Mennonite Girls Can Cook [Cookbook Review]

Last week I received a review copy of Mennonite Girls Can Cook and could hardly wait to flip through the pages. But first I had to go to the post office to pick it up.

Mennonite Girls Can Cook

I should explain that picking things up at the post office is no simple matter. I have to bring photo ID, my marriage license, my updated address, plus the parcel tag all before the office closes. For whatever reason, this is always a process for me and I tend to forget at least one thing.

This time I only had to go home once for my marriage license and then no problem! And I opened the parcel in the car. I was that excited.

Mennonite Girls Can Cook

This is not the first time I’ve come across recipes from Mennonite Girls Can Cook. The recipes on their blog are wonderful (yes this is a blog-to-book success story). And once I made homemade bread using a Mennonite Girls Can Cook recipe. Although I’m not much to look at in the kitchen, I found I could easily understand and follow the recipe directions.

I appreciate the writers’ dedication to baking and cooking with local food largely from scratch. Sure it’s the vogue thing to do these days, but these cooks aren’t motivated by what’s cool. The 10 women who contribute to the cookbook and the Mennonite Girls Can Cook blog are bonded by heritage, food, and friendship. Their stories and backgrounds are similar—Mennonite Russian family members who immigrated to North America.
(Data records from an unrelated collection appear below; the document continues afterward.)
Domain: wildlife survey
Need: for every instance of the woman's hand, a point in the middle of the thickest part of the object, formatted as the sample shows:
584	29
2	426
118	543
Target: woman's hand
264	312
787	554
They’re dedicated to faith and traditional cooking, and all have a penchant for blogging about food.

But back to the review.

Upon first flipping through the glossy pages of this beautiful book my stomach growled in anticipation. These are good-looking recipes!
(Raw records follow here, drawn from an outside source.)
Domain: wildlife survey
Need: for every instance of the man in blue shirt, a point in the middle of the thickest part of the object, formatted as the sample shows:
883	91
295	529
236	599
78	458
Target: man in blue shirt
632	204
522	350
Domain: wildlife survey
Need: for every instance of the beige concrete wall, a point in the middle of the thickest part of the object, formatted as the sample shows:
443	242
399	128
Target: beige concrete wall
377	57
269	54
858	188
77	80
There are meal suggestions for breakfast, lunch, dinner, and (of course) dessert. And I’m very excited to attempt from-scratch items such as kielke (pasta noodles), tortilla shells, and wareneki (I think these are perogies!).

What sets this book apart from others is there are personal tips and insights from each of the 10 contributors. When you read through this book you feel almost like you’re in their kitchens, becoming a part of their precious traditions. It’s like they’re letting you into their special club, one filled with values like faith, hospitality, and friendship. It’s the kind of club you want to be in.

My one complaint is there is no recipe for slow cookers. But once my confidence is up for translating from stove top to slow cooker that shouldn’t be a problem. And there are plenty of slow cooker recipes to choose from on their blog. So I’m still a very satisfied cook.

Now you’ll have to excuse me, the picture of Blueberry Crumble Muffins is making my stomach growl again—off to the kitchen!

The 10 women who contribute to the cookbook and the Mennonite Girls Can Cook blog are bonded by heritage, food, and friendship.